Müller: Die Rolle verändert sich gerade grundlegend. Ein Pfarrer kann nicht mehr bei allen Veranstaltungen dabei sein. Aber die Menschen können auch christliche Gemeinschaft spüren, ohne dass der Pfarrer da ist. Die ganze Gemeinde – also die Hauptamtlichen, Ehrenamtlichen und alle Gläubigen – hat künftig die Verantwortung dafür, dass die Kirche lebendig bleibt. Die Selbstständigkeit halte ich für absolut notwendig. Dennoch wird es natürlich weiterhin Zuständigkeiten für bestimmte Dinge geben, aber die kann auch mal wieder wechseln. Und doch feiere ich als Seelsorger natürlich einen Gottesdienst mit Menschen, die ich alle persönlich kenne und über deren Leben ich einiges weiß, anders als mit Menschen, die mir nicht bekannt sind.

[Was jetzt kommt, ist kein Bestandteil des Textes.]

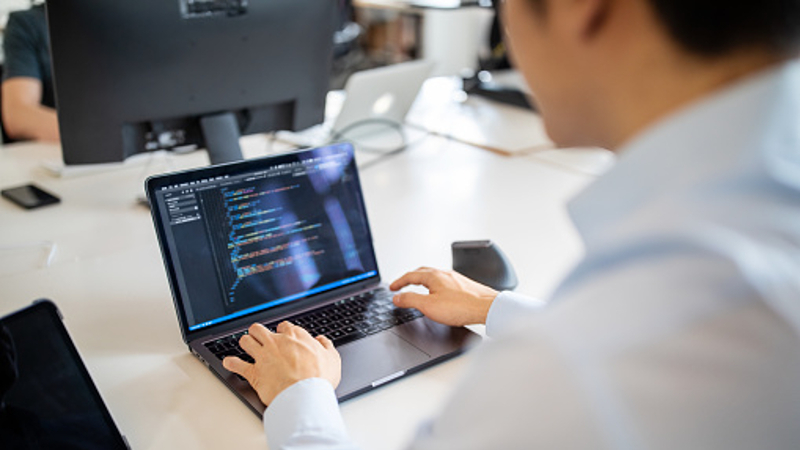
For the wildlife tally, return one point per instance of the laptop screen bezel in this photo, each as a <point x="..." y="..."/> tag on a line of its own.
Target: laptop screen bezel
<point x="155" y="183"/>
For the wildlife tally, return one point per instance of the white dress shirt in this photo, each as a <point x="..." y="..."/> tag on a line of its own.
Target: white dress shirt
<point x="679" y="329"/>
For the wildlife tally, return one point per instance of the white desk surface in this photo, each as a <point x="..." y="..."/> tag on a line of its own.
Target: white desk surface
<point x="108" y="278"/>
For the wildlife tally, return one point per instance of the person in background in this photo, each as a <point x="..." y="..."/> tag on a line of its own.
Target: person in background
<point x="28" y="106"/>
<point x="680" y="327"/>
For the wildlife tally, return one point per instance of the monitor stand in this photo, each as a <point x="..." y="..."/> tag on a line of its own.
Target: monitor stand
<point x="221" y="134"/>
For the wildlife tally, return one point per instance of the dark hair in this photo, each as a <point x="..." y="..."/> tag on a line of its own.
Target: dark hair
<point x="713" y="28"/>
<point x="717" y="27"/>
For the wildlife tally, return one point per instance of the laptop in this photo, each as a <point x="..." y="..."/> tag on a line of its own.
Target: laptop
<point x="286" y="237"/>
<point x="376" y="100"/>
<point x="47" y="398"/>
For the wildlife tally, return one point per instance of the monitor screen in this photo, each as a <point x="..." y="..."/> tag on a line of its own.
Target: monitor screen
<point x="254" y="235"/>
<point x="143" y="75"/>
<point x="47" y="399"/>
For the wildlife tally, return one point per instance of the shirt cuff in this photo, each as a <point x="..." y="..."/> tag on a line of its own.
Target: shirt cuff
<point x="508" y="307"/>
<point x="305" y="412"/>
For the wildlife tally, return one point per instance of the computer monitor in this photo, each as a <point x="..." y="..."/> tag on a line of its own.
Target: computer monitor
<point x="145" y="75"/>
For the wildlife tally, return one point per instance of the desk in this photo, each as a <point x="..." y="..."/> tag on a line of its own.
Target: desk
<point x="109" y="281"/>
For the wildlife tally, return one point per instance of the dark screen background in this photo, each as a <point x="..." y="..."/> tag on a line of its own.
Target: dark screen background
<point x="282" y="233"/>
<point x="47" y="403"/>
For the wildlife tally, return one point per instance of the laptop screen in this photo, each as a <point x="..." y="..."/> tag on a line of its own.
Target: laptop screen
<point x="250" y="236"/>
<point x="47" y="399"/>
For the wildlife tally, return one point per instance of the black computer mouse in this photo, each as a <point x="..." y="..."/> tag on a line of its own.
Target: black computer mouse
<point x="485" y="263"/>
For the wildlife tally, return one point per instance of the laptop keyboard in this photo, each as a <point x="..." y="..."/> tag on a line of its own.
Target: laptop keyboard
<point x="342" y="322"/>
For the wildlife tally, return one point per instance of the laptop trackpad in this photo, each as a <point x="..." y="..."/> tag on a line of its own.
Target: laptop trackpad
<point x="375" y="359"/>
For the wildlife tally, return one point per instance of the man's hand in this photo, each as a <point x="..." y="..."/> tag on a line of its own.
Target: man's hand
<point x="453" y="299"/>
<point x="284" y="358"/>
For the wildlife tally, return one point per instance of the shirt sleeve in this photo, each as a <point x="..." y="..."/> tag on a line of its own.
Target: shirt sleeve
<point x="507" y="308"/>
<point x="306" y="415"/>
<point x="19" y="49"/>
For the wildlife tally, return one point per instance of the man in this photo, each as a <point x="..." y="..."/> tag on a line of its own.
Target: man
<point x="679" y="329"/>
<point x="28" y="97"/>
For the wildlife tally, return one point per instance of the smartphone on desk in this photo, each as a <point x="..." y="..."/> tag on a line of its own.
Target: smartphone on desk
<point x="29" y="196"/>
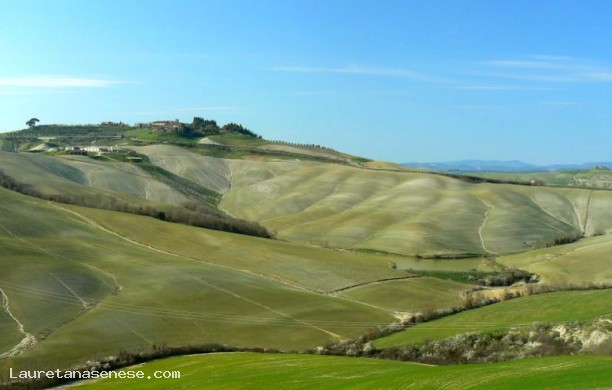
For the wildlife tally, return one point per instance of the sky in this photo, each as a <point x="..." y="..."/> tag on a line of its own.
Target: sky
<point x="401" y="81"/>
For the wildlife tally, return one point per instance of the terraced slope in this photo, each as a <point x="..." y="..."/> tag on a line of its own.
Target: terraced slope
<point x="107" y="281"/>
<point x="583" y="263"/>
<point x="85" y="176"/>
<point x="236" y="370"/>
<point x="410" y="213"/>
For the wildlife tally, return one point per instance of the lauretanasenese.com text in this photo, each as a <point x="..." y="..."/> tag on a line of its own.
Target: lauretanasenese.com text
<point x="78" y="375"/>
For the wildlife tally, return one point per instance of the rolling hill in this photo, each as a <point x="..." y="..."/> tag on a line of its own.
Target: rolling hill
<point x="360" y="245"/>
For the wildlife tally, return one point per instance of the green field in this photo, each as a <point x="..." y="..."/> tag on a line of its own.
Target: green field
<point x="240" y="370"/>
<point x="419" y="294"/>
<point x="558" y="307"/>
<point x="587" y="178"/>
<point x="357" y="248"/>
<point x="71" y="282"/>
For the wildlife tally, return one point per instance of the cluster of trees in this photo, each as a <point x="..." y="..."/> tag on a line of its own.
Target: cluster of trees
<point x="125" y="359"/>
<point x="304" y="145"/>
<point x="201" y="127"/>
<point x="198" y="217"/>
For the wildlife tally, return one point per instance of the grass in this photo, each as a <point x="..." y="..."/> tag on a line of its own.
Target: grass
<point x="135" y="296"/>
<point x="555" y="307"/>
<point x="419" y="294"/>
<point x="240" y="370"/>
<point x="413" y="213"/>
<point x="581" y="263"/>
<point x="587" y="178"/>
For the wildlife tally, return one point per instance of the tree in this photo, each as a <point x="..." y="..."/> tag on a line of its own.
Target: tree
<point x="32" y="122"/>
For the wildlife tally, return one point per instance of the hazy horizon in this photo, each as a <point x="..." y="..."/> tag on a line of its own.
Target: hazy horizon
<point x="394" y="80"/>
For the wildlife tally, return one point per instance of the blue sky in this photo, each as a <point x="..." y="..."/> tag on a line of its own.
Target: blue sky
<point x="390" y="80"/>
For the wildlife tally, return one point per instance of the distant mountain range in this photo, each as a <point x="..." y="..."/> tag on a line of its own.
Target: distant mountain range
<point x="500" y="166"/>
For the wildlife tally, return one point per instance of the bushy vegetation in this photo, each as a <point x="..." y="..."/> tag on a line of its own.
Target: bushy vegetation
<point x="125" y="359"/>
<point x="196" y="217"/>
<point x="103" y="129"/>
<point x="200" y="127"/>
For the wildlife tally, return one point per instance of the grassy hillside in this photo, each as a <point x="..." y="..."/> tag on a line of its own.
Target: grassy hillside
<point x="582" y="263"/>
<point x="409" y="213"/>
<point x="555" y="307"/>
<point x="588" y="178"/>
<point x="71" y="280"/>
<point x="235" y="370"/>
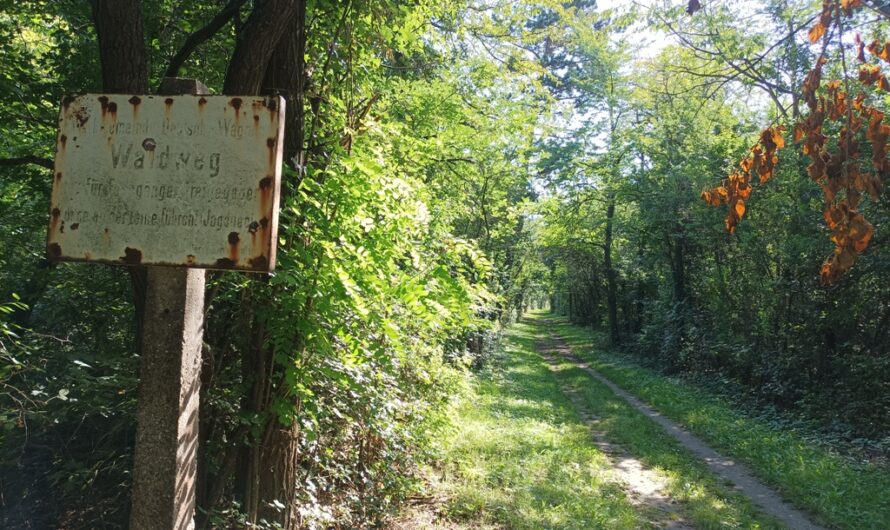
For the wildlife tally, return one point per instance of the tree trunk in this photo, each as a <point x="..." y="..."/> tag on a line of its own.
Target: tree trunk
<point x="124" y="71"/>
<point x="611" y="292"/>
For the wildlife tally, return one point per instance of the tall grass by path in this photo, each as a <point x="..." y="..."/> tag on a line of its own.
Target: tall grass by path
<point x="836" y="491"/>
<point x="521" y="457"/>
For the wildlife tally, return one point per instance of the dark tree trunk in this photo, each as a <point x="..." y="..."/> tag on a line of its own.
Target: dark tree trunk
<point x="678" y="265"/>
<point x="269" y="59"/>
<point x="258" y="41"/>
<point x="611" y="287"/>
<point x="124" y="71"/>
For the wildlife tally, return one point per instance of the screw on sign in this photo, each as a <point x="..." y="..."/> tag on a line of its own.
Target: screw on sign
<point x="178" y="183"/>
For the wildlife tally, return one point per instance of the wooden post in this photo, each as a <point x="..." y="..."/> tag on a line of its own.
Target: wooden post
<point x="165" y="459"/>
<point x="178" y="183"/>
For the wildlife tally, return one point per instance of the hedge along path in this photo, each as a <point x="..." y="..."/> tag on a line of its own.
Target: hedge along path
<point x="644" y="486"/>
<point x="741" y="478"/>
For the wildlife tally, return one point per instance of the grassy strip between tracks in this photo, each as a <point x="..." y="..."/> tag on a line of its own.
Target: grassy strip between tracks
<point x="521" y="457"/>
<point x="836" y="491"/>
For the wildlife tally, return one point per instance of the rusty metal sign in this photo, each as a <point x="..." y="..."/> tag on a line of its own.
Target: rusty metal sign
<point x="168" y="180"/>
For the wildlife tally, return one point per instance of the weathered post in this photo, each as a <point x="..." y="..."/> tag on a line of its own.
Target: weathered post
<point x="179" y="182"/>
<point x="164" y="461"/>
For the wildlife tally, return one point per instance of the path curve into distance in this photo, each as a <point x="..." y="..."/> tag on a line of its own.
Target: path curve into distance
<point x="742" y="479"/>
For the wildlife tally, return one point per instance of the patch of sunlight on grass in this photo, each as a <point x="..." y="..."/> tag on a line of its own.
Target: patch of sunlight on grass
<point x="836" y="491"/>
<point x="706" y="502"/>
<point x="520" y="457"/>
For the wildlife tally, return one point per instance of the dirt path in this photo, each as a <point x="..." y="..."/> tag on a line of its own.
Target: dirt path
<point x="644" y="487"/>
<point x="743" y="481"/>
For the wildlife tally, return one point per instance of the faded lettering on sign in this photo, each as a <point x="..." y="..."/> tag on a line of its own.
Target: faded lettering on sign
<point x="159" y="180"/>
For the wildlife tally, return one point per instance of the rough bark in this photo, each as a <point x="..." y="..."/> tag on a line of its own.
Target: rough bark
<point x="256" y="44"/>
<point x="122" y="55"/>
<point x="611" y="293"/>
<point x="269" y="59"/>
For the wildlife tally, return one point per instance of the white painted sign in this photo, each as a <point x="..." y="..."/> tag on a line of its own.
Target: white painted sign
<point x="168" y="180"/>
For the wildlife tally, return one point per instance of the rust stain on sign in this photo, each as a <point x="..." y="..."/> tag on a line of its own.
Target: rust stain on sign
<point x="168" y="181"/>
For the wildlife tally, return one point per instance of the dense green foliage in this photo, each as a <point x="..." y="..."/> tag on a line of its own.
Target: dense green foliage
<point x="384" y="291"/>
<point x="448" y="165"/>
<point x="633" y="250"/>
<point x="840" y="492"/>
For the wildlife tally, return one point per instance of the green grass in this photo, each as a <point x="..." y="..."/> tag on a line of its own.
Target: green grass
<point x="834" y="490"/>
<point x="521" y="457"/>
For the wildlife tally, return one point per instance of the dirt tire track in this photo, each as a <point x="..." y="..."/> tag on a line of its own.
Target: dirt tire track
<point x="741" y="478"/>
<point x="644" y="487"/>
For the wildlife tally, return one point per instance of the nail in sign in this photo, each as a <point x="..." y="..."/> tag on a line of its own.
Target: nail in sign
<point x="168" y="180"/>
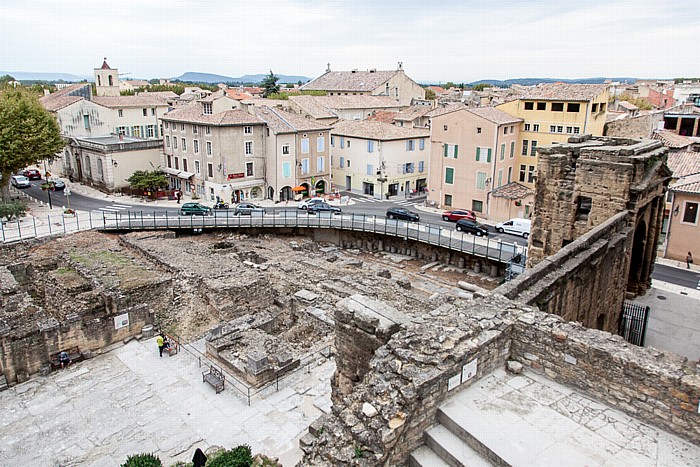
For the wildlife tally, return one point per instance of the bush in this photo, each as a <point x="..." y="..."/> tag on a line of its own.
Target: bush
<point x="239" y="456"/>
<point x="142" y="460"/>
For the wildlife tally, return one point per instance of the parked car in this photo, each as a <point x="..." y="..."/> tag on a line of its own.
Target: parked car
<point x="20" y="181"/>
<point x="304" y="204"/>
<point x="195" y="209"/>
<point x="403" y="214"/>
<point x="247" y="209"/>
<point x="32" y="174"/>
<point x="517" y="226"/>
<point x="472" y="227"/>
<point x="316" y="208"/>
<point x="458" y="214"/>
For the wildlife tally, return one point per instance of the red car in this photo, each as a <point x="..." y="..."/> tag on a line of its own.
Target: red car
<point x="32" y="174"/>
<point x="458" y="214"/>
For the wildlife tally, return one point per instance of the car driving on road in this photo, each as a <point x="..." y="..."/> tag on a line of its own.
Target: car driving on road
<point x="402" y="214"/>
<point x="472" y="227"/>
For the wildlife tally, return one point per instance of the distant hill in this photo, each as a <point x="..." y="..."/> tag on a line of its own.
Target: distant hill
<point x="195" y="77"/>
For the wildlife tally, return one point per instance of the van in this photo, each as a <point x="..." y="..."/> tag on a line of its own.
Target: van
<point x="515" y="226"/>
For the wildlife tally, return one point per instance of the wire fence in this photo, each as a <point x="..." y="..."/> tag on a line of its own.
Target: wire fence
<point x="57" y="224"/>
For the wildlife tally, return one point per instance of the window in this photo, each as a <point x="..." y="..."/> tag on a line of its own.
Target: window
<point x="480" y="180"/>
<point x="690" y="213"/>
<point x="483" y="154"/>
<point x="449" y="175"/>
<point x="451" y="150"/>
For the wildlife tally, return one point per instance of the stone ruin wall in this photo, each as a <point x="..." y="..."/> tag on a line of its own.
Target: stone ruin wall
<point x="583" y="280"/>
<point x="387" y="413"/>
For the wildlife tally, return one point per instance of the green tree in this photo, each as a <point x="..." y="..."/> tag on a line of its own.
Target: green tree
<point x="148" y="180"/>
<point x="28" y="134"/>
<point x="270" y="84"/>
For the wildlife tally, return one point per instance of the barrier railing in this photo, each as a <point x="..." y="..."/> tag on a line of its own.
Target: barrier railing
<point x="163" y="220"/>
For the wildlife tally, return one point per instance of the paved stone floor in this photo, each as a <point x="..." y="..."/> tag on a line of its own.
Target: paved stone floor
<point x="529" y="420"/>
<point x="129" y="400"/>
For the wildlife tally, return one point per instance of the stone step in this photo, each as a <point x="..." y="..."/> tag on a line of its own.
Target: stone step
<point x="425" y="457"/>
<point x="455" y="419"/>
<point x="451" y="448"/>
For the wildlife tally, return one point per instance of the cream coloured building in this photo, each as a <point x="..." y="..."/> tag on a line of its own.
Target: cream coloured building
<point x="377" y="158"/>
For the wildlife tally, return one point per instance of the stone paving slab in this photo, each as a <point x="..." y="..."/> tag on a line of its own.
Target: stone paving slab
<point x="130" y="400"/>
<point x="530" y="420"/>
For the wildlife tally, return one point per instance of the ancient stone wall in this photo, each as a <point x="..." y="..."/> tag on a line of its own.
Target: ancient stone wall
<point x="658" y="387"/>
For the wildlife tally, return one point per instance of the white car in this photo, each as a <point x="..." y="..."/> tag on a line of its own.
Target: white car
<point x="308" y="202"/>
<point x="20" y="181"/>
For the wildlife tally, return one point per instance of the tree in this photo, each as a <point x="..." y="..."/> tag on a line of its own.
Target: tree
<point x="270" y="84"/>
<point x="28" y="134"/>
<point x="148" y="180"/>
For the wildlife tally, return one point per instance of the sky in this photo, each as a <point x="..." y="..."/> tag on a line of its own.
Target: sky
<point x="437" y="41"/>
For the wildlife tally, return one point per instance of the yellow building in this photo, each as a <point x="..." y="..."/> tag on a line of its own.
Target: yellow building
<point x="552" y="113"/>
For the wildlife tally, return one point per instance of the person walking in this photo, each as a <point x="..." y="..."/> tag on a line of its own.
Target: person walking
<point x="160" y="340"/>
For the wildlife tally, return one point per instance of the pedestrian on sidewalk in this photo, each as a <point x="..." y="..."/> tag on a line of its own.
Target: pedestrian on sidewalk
<point x="160" y="340"/>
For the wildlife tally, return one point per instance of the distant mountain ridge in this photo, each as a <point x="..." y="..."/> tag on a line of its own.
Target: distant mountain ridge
<point x="196" y="77"/>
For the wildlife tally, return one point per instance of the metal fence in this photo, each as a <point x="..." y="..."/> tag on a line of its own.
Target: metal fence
<point x="633" y="324"/>
<point x="163" y="220"/>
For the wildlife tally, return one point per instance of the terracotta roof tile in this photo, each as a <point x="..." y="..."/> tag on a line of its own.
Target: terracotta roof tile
<point x="683" y="163"/>
<point x="349" y="81"/>
<point x="376" y="130"/>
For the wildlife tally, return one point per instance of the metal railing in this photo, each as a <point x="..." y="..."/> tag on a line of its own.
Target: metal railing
<point x="163" y="220"/>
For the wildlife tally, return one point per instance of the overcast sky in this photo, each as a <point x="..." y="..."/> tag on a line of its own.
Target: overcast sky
<point x="437" y="41"/>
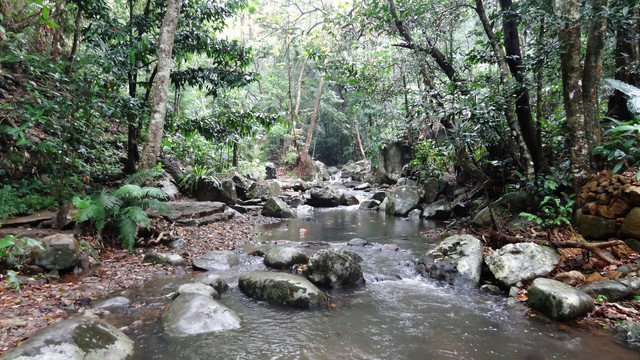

Lüttinger: Inhaltlich werden wir als Leiter die Verantwortung tragen, aber es muss und wird auch künftig territoriale und themenbedingte Zuständigkeiten geben. Ich sehe im größeren Team auch Chancen, da findet man bald heraus, welches Charisma besonders gut zu welchen Aufgaben passt und es gibt auch mal die Möglichkeit, innerhalb des Teams zu wechseln und die Rolle der Hauptamtlichen neu zu definieren.
Was wird denn aus den Pfarrbüros? Kommen da heute noch viele Menschen vor Ort oder geht wie in anderen Bereichen das meiste über E-Mail und das Telefon?
Müller: Wir wollen vor Ort ansprechbar bleiben, deshalb wird es in Hockenheim, Schwetzingen und Brühl/Ketsch weiterhin Pfarrbüros geben. Das ist auch für Menschen in Notlagen wichtig, die dort auch Gutscheine für die Tafelläden bekommen. Aber auch, wenn Gläubige eine, Taufe, Hochzeit oder Beerdigung anmelden wollen. Aber viele Anfragen kommen heute schon per E-Mail oder wir werden angerufen. Und wir machen auch Videokonferenzen, wenn Angehörige eines Verstorbenen weit weg wohnen, wir aber ein Trauergespräch führen wollen und wir Informationen für die Trauerfeier einholen wollen.
Lüttinger: Die katholische Kirche bleibt vor Ort. Sie ist dort, wo Menschen zusammenkommen, um miteinander zu sprechen und zu beten. Wir versuchen dafür die Räume zu öffnen. Ich habe das Gefühl, dass die Menschen gerade nach Angeboten des Austauschs lechzen. Früher haben wir oft gar nicht danach gefragt, ob die Leute dieses Angebot überhaupt wollen, aber künftig wollen wir die Ermöglicher sein und sehen, was daraus wächst.
Müller: Ich erlebe, dass derzeit die Angst vor der puren Größe der künftigen Pfarrei besteht. Aber es kommt doch darauf an, wie man jeweils vo Ort den Glauben lebt und biblische Botschaft verkündet. Diese Herausforderung wollen wir gemeinsam gestalten – seelsorgerisch und spirituell, aber auch planerisch und organisatorisch. Wir wollen für die Menschen da sein, für die andere nicht da sind – auch das ist ein wichtiger Auftrag für uns.